Hypertension is the leading risk factor contributing to global disease burden (Lim et al. 2012). Over the last few decades, a focused scientific effort on modifiable lifestyle risk factors such as sodium intake, diet, obesity, and inactivity has resulted in fundamental insights into how these factors may increase the propensity for hypertension. The link between exposure to pervasive environmental factors such as air pollution and propensity to hypertension has only recently gained attention (Dong et al. 2013).
Controlled studies in humans and animal models have suggested both acute effects and chronic sustained increases in blood pressure (BP) in response to inhaled particulate matter ≤ 2.5 μm in diameter (PM2.5) (Brook and Rajagopalan 2009; Brook et al. 2009; Dvonch et al. 2009; Sun et al. 2008; Ying et al. 2009b). We have postulated that the mechanisms for the acute (within hours) BP increase in response to PM2.5 exposure likely differ from mechanisms responsible for sustained increases in BP in response to chronic PM2.5 exposure (Brook and Rajagopalan 2009; Brook et al. 2010).
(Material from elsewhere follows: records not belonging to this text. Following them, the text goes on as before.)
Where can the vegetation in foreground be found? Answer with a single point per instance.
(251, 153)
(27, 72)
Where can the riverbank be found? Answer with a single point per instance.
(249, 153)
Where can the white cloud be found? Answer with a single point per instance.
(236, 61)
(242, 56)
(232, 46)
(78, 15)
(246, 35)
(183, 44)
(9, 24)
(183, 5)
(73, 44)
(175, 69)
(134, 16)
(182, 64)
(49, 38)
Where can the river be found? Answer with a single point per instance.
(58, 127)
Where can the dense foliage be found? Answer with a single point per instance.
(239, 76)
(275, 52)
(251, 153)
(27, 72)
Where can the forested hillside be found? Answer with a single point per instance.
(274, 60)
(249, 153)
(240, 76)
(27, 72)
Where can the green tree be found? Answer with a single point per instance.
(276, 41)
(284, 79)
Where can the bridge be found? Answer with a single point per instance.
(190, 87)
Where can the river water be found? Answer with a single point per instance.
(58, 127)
Imbalanced activation of the autonomic nervous system in particular has been postulated to play a role in the pathogenesis of acute increases in BP in response to PM2.5 exposure, primarily on account of the rapidity of the effects and the association with components of heart rate (HR) variability reflective of sympathetic activation (Brook et al. 2009; Cosselman et al. 2012). On the other hand, BP effects in response to chronic PM2.5 exposure in controlled-exposure studies in animals has been attributed to a variety of mechanisms, including the production of dysfunctional nitric oxide synthase and the activation of vasoactive mediators (e.g, endothelin-1 and Rho/ROCK), inflammatory cellular infiltration, and vascular remodeling (Brook and Rajagopalan 2009; Kampfrath et al. 2011; Sun et al. 2008; Thomson et al. 2005; Ying et al. 2009b).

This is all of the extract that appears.